I haven't been blogging lately because I've been writing my pantry book, among a few other assignments and general distractions. Right now I am holed up at an undisclosed but luxurious location near the Lahey Clinic where my husband has had his fifth surgery in nine months (three emergency up in New Hampshire; two planned here in Massachusetts). While he recovers for several days, I am only a mile away and brought my laptop and numerous research. It has been a productive mixture of caring for my husband as best I can while he is in the hospital and being completely selfish in indulging my down time in the hotel room. Here I have no meals to prepare, no children to interrupt me, and 300 count cotton sheets with a duvet (part of the hotel's new upscale campaign). There is even a hotel shuttle that will whisk me within a mile of here for any errand or need: as Lahey is having a lot of parking and construction issues, I am happy to rely on this service. Meanwhile, the Burlington Mall is a mile away and I discovered a Trader Joes tucked around another corner of the town, just off Route 128. I couldn't live here but I could certainly live in a hotel like this for a while--if I'd had half-a-brain when I left, I would have packed gym clothes and shoes as there is a great workout center here, too.
Because of the book and various other things I have often felt guilty about even thinking of blogging. On one hand it seems so silly and self-serving, on the other it is a purging and almost necessary. There is a certain level of self-awareness or perhaps consciousness that accompanies my blogging. I am happy to write here but I find, too, that perhaps too much of my writing energy has been spent in the blogs this year.
Tomorrow there is supposed to be a huge Northeaster, not one that will just impact New England but most of the upper east coast. I am looking forward to sitting in my hotel room, with my lap top, watching the flakes fall past my 8th floor window, and knowing my husband is recovering down the road and that my children are in good care with our friend Judy in New Hampshire. Sometimes we have to give ourselves permission to just do what we need to do. Too often, especially in certain partnerships or as parents, we put our own needs last, but only to our detriment.

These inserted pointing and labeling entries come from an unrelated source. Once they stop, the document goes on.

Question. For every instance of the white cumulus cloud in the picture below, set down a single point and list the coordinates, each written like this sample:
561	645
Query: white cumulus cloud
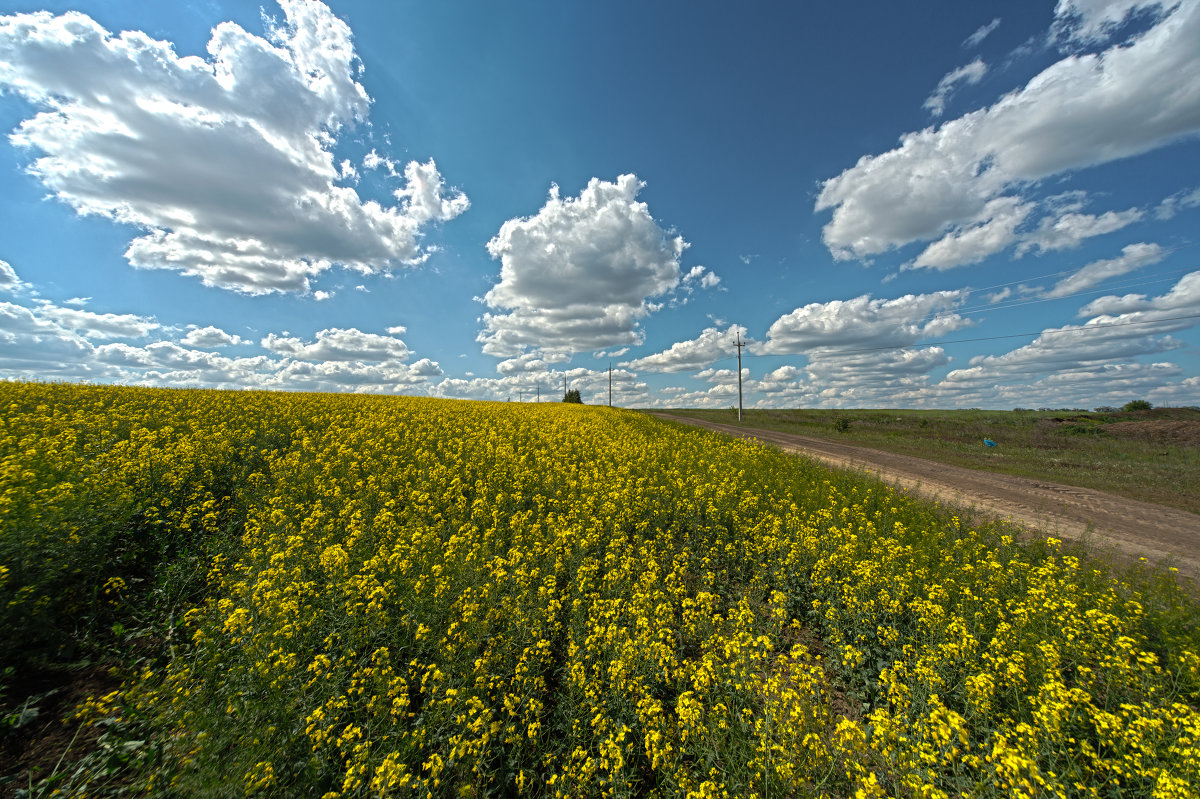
210	336
580	274
340	344
225	161
1132	257
1083	110
863	323
711	346
969	74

I am in major write-zone now. The next six weeks will be especially so--besides, mud season in New Hampshire. What better time to be holed up with a project? I promise to write more about it in the coming months--a preview of pantries, so to speak. I have been reluctant to discuss pantries too much in this blog site until the book is written. Otherwise it seems a bit like taking the cake out of the oven before it is ready: it may look done but it is all gooey on the inside and is rather disappointing in the end. I grew up with a writer friend who never even discussed her books or the ideas behind them until they were published. It was intrusive to her to have a discourse about ideas that were not fully formed in her own mind. She said that while the book was a still a secret, it was still "hers" and then it became the world's. There is something to that sentiment, something quite confident and noble in the grand scheme.
This author would have never blogged--I don't even believe she kept a diary except when she started out writing. That, too, was an intrusion on a very private world not to mention a distraction from a disciplined writing life. This friend of mine did not have children--when you look at some of the greatest female writers to date, most do not have children or wrote from an older period in their lives. Let's see: Mary Shelley, George Eliot, the Bronte sisters, Virginia Woolf, Willa Cather, Emily Dickinson...just to name a few. I'm sure this is not the case today but I don't know enough about contemporary women writers to be certain. But I'm willing to wager that most either aren't yet married or don't yet have children or have had their children, and their marriages, and are into another phase of their lives.
There is a high degree of energy that accompanies parenting, coupling, and the day-to-day. Writing seems like frosting at times but yet for the writer, something that must be written. It is as necessary as the easel for a painter or instrument for the musician: a writer can't not write and if it comes out in a modern 'blog' or the occasional published work, or a hidden journal meant only for the author's eyes, or even a torn piece of paper with an elusive idea, it is the process of writing, not necessarily the conclusion, that drives us on.